SplitOut: Out-of-the-Box Training-Hijacking Detection in Split Learning via Outlier Detection
This addresses security vulnerabilities in split learning for clients, offering a simpler and more reliable detection method compared to prior heuristic-based approaches.
The paper tackles the problem of training-hijacking attacks in split learning, where servers can compromise client models, and shows that using an out-of-the-box outlier detection method can detect these attacks with almost-zero false positive rates.
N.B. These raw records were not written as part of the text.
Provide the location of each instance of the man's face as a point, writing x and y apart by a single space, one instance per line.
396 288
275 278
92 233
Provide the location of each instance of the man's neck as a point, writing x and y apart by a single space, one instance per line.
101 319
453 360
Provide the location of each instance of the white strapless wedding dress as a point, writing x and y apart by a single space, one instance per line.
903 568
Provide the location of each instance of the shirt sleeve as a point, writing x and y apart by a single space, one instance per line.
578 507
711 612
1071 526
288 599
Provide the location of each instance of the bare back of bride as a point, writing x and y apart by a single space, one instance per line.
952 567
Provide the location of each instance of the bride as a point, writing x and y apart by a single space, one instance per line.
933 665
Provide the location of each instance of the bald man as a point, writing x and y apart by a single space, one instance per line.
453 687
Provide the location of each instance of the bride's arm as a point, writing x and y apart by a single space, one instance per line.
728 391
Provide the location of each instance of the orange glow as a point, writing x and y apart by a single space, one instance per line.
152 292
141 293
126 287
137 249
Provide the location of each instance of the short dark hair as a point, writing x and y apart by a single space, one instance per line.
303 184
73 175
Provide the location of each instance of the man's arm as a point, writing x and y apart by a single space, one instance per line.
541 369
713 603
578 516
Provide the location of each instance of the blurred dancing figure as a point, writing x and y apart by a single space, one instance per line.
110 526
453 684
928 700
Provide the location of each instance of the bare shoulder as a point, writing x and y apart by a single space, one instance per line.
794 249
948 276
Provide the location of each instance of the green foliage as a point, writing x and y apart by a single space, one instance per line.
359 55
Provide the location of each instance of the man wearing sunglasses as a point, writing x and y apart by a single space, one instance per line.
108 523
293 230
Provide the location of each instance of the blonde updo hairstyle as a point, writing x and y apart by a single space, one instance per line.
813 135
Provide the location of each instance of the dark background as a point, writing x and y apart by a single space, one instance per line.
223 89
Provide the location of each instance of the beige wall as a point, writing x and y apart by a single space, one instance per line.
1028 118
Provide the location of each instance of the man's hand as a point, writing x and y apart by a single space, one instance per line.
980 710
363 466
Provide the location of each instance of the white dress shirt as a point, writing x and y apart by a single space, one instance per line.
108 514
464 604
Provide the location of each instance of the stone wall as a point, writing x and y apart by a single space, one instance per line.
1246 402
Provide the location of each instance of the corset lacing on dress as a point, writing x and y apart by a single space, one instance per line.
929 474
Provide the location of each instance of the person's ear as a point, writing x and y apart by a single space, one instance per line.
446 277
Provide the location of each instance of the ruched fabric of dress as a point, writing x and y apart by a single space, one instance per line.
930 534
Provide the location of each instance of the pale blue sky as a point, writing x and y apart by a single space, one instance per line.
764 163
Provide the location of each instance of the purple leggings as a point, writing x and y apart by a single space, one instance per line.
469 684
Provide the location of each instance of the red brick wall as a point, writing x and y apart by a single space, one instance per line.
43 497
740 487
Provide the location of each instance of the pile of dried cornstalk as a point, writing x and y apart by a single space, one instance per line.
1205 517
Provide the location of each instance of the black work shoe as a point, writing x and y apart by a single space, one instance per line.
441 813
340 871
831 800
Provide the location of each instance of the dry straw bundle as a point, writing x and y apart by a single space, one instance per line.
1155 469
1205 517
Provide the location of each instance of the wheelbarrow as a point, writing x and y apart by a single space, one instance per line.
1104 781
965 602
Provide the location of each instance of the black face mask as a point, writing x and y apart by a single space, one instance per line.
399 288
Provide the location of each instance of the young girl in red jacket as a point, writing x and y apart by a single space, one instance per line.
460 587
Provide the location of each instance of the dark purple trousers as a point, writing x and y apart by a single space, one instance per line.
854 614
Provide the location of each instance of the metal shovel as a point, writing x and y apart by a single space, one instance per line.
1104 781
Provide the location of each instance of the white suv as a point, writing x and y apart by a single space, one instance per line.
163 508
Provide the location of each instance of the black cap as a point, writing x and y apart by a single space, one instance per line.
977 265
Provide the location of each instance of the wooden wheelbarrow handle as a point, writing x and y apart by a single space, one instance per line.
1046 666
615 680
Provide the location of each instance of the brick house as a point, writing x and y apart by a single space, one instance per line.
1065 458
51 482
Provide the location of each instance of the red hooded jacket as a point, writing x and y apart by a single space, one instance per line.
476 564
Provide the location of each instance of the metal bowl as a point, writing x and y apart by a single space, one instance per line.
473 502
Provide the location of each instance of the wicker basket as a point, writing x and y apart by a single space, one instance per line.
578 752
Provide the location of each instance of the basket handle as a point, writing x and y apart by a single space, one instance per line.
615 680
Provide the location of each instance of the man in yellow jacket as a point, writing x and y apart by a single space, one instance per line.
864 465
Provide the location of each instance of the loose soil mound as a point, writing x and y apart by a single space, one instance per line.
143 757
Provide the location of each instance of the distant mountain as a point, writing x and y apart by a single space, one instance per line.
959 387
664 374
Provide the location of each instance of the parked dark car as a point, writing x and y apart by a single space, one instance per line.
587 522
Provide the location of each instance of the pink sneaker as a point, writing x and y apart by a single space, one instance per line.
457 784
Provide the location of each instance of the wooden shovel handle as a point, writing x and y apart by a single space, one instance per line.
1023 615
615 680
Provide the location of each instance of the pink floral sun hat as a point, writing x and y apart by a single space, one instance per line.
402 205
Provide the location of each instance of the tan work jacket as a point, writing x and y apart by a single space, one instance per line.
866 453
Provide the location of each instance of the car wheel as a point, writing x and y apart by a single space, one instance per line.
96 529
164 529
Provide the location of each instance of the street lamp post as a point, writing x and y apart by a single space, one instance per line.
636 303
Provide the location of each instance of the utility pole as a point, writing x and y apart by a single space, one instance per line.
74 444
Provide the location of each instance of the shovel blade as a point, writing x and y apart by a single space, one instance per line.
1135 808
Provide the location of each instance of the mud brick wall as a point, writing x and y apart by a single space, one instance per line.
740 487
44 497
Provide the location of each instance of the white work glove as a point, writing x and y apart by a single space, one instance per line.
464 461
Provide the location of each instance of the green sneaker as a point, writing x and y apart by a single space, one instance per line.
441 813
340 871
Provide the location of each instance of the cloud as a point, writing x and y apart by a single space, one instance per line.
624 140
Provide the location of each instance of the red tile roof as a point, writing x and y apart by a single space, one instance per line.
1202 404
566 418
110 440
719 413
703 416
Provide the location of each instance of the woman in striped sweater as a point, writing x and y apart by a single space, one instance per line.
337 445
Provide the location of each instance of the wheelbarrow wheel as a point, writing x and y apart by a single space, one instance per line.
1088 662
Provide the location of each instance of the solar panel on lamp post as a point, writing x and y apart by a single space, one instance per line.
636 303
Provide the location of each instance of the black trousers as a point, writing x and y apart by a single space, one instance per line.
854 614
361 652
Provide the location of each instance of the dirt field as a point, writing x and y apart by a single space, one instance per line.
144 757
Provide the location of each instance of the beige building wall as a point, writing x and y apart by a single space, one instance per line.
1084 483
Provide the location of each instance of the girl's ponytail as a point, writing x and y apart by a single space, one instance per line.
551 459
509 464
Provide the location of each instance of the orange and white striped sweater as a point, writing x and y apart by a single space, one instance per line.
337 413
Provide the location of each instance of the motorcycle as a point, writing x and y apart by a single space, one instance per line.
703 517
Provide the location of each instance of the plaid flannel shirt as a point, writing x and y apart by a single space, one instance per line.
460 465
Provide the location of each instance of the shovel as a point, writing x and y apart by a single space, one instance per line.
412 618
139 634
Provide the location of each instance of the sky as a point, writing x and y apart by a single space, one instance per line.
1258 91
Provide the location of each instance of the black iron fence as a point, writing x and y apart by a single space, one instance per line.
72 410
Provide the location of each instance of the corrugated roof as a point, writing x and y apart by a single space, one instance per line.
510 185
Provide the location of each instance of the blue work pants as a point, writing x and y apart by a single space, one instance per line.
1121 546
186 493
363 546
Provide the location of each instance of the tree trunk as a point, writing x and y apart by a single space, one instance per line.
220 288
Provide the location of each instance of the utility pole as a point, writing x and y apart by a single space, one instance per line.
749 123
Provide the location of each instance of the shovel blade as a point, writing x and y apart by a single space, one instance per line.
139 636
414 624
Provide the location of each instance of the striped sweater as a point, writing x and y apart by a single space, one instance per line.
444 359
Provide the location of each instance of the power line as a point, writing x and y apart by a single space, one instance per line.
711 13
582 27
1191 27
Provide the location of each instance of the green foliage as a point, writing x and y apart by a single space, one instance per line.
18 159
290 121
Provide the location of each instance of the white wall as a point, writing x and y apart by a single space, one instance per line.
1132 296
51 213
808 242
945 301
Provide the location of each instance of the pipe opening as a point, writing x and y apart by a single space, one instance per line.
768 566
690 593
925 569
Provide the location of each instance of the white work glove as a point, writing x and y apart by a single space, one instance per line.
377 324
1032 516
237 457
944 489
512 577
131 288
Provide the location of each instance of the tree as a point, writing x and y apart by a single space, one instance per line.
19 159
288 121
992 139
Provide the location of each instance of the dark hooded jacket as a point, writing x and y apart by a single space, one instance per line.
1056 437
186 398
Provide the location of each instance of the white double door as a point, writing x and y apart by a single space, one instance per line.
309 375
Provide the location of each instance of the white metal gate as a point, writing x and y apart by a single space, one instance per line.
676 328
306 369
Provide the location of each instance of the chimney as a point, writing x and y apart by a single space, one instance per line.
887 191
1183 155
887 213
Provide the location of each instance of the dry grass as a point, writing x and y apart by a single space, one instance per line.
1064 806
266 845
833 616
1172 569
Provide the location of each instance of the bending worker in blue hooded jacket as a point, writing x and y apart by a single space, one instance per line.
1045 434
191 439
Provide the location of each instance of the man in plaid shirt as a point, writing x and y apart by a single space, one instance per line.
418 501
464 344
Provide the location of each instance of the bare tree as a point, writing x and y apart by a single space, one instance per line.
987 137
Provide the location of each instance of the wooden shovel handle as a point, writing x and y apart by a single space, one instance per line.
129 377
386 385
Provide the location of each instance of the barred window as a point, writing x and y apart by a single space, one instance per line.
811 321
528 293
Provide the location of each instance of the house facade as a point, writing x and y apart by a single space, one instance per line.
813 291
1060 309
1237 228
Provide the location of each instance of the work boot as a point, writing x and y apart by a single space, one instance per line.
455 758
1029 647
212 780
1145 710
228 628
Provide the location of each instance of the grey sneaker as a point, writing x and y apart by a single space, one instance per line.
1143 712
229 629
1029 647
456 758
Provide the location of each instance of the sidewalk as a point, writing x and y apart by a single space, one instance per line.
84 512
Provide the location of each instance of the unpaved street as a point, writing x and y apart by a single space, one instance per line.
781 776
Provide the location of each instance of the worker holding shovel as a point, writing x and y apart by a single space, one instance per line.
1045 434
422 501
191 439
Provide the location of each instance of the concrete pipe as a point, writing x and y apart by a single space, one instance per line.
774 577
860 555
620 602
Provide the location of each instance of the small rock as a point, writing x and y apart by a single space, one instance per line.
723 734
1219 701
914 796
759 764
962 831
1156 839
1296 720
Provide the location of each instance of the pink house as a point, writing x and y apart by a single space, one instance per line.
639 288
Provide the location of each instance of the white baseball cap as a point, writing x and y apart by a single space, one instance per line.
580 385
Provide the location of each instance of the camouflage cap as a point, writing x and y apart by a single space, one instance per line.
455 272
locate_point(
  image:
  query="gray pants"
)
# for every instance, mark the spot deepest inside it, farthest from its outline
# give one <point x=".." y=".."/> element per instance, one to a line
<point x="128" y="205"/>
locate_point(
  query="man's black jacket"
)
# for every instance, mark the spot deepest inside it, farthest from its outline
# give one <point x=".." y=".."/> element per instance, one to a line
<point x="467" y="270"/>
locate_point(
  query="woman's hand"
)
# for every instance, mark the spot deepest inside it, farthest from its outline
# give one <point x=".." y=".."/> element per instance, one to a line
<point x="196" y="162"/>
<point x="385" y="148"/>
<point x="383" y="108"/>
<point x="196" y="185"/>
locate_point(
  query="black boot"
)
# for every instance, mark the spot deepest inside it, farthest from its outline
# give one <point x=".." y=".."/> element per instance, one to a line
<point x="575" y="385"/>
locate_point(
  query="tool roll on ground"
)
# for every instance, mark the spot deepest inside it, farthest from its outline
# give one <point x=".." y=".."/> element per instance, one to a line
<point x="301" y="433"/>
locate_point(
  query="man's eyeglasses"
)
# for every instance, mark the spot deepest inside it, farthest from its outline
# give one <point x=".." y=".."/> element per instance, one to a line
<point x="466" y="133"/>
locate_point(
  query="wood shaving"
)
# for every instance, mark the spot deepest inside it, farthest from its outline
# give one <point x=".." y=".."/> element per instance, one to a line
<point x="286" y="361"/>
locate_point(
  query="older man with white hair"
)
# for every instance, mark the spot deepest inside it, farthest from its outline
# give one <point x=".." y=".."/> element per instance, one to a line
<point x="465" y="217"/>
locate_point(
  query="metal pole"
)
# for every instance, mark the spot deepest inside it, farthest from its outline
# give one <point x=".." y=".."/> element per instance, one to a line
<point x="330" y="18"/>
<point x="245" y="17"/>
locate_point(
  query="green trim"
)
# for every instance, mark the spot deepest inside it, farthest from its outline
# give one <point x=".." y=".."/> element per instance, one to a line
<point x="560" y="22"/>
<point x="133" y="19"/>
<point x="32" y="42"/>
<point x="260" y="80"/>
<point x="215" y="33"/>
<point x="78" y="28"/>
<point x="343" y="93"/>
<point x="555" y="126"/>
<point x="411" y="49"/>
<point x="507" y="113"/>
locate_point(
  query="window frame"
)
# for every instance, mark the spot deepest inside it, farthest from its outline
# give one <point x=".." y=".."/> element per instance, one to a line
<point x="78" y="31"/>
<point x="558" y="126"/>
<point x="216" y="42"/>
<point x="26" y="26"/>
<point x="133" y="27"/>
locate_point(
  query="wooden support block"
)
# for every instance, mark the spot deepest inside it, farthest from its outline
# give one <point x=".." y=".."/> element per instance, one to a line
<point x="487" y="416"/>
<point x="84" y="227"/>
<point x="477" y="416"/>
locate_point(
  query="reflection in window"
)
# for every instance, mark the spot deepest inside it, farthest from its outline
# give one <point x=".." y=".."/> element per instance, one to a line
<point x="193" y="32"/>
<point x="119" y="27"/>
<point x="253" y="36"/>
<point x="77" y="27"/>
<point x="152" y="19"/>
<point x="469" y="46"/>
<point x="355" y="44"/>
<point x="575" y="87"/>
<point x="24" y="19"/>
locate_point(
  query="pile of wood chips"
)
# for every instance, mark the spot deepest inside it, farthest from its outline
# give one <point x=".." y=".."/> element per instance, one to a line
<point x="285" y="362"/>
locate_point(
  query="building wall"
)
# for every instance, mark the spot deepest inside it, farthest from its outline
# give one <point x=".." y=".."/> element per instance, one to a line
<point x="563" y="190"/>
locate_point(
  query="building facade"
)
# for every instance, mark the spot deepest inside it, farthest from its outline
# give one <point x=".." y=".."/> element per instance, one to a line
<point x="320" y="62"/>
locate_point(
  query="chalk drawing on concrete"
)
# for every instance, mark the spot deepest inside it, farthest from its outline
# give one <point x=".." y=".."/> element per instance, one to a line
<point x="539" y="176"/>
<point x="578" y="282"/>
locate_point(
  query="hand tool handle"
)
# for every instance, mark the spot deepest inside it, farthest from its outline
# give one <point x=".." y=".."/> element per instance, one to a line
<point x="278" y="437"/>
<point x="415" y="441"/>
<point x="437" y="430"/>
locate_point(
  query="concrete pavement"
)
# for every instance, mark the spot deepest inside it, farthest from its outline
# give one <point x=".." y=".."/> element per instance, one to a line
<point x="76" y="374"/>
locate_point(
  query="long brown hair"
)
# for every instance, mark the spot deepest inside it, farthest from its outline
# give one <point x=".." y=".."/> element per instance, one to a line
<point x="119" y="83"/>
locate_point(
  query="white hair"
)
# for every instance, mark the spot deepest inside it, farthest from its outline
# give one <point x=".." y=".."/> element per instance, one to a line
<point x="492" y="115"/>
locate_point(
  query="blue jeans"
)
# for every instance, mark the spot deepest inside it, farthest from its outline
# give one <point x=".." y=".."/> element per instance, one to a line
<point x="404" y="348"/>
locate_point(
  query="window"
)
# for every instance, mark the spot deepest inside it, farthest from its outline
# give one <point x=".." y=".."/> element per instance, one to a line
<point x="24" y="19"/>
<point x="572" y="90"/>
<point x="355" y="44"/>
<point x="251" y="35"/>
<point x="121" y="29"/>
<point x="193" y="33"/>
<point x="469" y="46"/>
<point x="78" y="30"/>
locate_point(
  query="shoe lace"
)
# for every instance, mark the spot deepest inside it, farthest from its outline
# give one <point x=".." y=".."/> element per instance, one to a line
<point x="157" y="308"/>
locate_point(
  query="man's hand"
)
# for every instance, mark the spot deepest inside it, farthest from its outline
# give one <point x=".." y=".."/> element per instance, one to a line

Split learning enables efficient and privacy-aware training of a deep neural network by splitting a neural network so that the clients (data holders) compute the first layers and only share the intermediate output with the central compute-heavy server. This paradigm introduces a new attack medium in which the server has full control over what the client models learn, which has already been exploited to infer the private data of clients and to implement backdoors in the client models. Although previous work has shown that clients can successfully detect such training-hijacking attacks, the proposed methods rely on heuristics, require tuning of many hyperparameters, and do not fully utilize the clients' capabilities. In this work, we show that given modest assumptions regarding the clients' compute capabilities, an out-of-the-box outlier detection method can be used to detect existing training-hijacking attacks with almost-zero false positive rates. We conclude through experiments on different tasks that the simplicity of our approach we name \textit{SplitOut} makes it a more viable and reliable alternative compared to the earlier detection methods.